Employees of the American Library Association have announced plans to form the ALA Workers United (ALAWU), working with the American Federation of State, County, and Municipal Employees (AFSCME) Council 31 in Illinois.
When ALA staff arrived for work at the association’s main Chicago headquarters on March 2, they were greeted by fellow workers who shared an open letter urging support for the ALAWU and handed out buttons with the union logo.
“Colleagues on the ALAWU organizing committee were outside of the building at 7:00, as their coworkers started coming in,” AFSCME Council 31 director of public affairs Anders Lindall told PW. “At the same time, the union organizing committee sent an email to all employees, so that they got word first. At noon, we went to the news media and onto all of the social platforms, to share the good news publicly at midday.”
Council 31 represents approximately 3,000 Illinois library workers in Chicago and its suburbs, major Illinois cities, and state universities. Nationwide, AFSCME represents more than 35,000 library workers.
The open letter, signed by 40 ALA workers, states that “recent multi-round layoffs, increased workloads, benefit reductions, financial crises, ingrained salary disparities, and lack of transparent decision-making have motivated us to come together in our union.” Their list of concerns refers to the streamlining goals in the ALA strategic plan released last summer and the association’s acknowledgement of workforce reductions in October 2025. Some 30 employees left the association last year, through buyouts and layoffs.
“Despite these many challenges, we still believe ALA is an inspiring place to work and we want to see it succeed,” the organizers wrote in their letter. They emphasized that they seek “a sustainable future” for the association, which will celebrate 150 years at its annual June convention.
ALA executive director Dan Montgomery, who came to ALA in November 2025 after serving five consecutive terms as president of the Illinois Federation of Teachers union, responded in a statement that "ALA’s mission has always been rooted in the belief that people deserve a voice in their communities, in their institutions, and in the decisions that affect their lives. That belief extends to our own workplace. We respect our employees' legal right to organize and will engage in this process thoughtfully and in good faith."
Montgomery wrote that "our shared focus continues to be advancing the ALA’s mission of supporting libraries, defending intellectual freedom, and serving our members, while ensuring long-term organizational stability."
Next Steps for ALAWU
Librarian and archivist Colleen Barbus, a 20-year ALA employee, spoke with PW on behalf of the nascent ALA Workers United. “ALA staff started conversations with Council 31 last year, and it's been ongoing since then,” Barbus said.

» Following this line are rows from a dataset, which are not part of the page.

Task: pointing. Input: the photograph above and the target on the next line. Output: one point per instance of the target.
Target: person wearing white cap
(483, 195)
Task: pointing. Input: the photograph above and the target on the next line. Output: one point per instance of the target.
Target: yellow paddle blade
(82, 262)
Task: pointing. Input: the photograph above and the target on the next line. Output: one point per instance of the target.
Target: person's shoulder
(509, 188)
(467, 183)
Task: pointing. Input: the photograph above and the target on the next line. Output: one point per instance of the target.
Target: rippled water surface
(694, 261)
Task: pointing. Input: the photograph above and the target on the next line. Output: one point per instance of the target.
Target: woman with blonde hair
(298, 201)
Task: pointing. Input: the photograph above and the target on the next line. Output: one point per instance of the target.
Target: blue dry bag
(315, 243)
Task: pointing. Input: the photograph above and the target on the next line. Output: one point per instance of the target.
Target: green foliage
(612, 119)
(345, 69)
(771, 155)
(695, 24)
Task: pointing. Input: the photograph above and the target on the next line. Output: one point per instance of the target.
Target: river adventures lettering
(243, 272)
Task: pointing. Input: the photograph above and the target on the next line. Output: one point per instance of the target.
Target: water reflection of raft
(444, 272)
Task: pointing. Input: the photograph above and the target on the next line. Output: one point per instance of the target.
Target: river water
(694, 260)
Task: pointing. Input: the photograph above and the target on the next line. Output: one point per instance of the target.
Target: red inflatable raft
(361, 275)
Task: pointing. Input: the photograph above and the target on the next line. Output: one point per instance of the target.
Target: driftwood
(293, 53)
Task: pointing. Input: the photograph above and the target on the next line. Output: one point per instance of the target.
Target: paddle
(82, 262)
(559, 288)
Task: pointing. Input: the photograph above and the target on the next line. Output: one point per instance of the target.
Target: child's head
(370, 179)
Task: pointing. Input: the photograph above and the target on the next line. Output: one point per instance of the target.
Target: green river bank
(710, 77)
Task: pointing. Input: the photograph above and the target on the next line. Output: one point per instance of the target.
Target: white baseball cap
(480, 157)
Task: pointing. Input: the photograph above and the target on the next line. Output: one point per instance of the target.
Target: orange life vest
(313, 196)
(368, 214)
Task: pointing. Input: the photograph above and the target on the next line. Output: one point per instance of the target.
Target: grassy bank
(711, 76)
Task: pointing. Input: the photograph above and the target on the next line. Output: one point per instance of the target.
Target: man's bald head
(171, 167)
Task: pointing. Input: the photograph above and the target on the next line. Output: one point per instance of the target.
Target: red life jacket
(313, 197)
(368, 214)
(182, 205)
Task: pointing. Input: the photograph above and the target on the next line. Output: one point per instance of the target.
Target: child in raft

“We very much believe in the mission of this organization and the potential that it has moving forward,” she continued. “But we want to make sure that all employees are protected as part of that mission and that new strategic plan.”
Barbus spoke about the difficulty of losing colleagues to workforce reduction, “not just your day-to-day interactions with them, your friendship with them, but also their institutional knowledge, their connections with our membership.” Workers began to fear they were devoting themselves to ALA’s mission “at the cost of our own day-to-day existence,” she said.
She also noted that “we have 100 members that are eligible for our bargaining unit,” and a supermajority of signatures is required to move forward to ensure ALAWU support. Once eligible members sign union cards, the organizing committee can ask ALA leadership for voluntary recognition of the union, which the National Labor Relations Board would certify before a collective bargaining committee could form.
“We would hope for that process to take probably a matter of weeks, not months,” AFSCME’s Lindall said.
The union effort is a “milestone” in ALA’s 150 years, according to Barbus. “Not to sound too grandiose, but this has never happened before in the history of the organization,” she exclaimed. “This has been months of planning amongst ourselves, and we’re excited to spread the word to our colleagues.”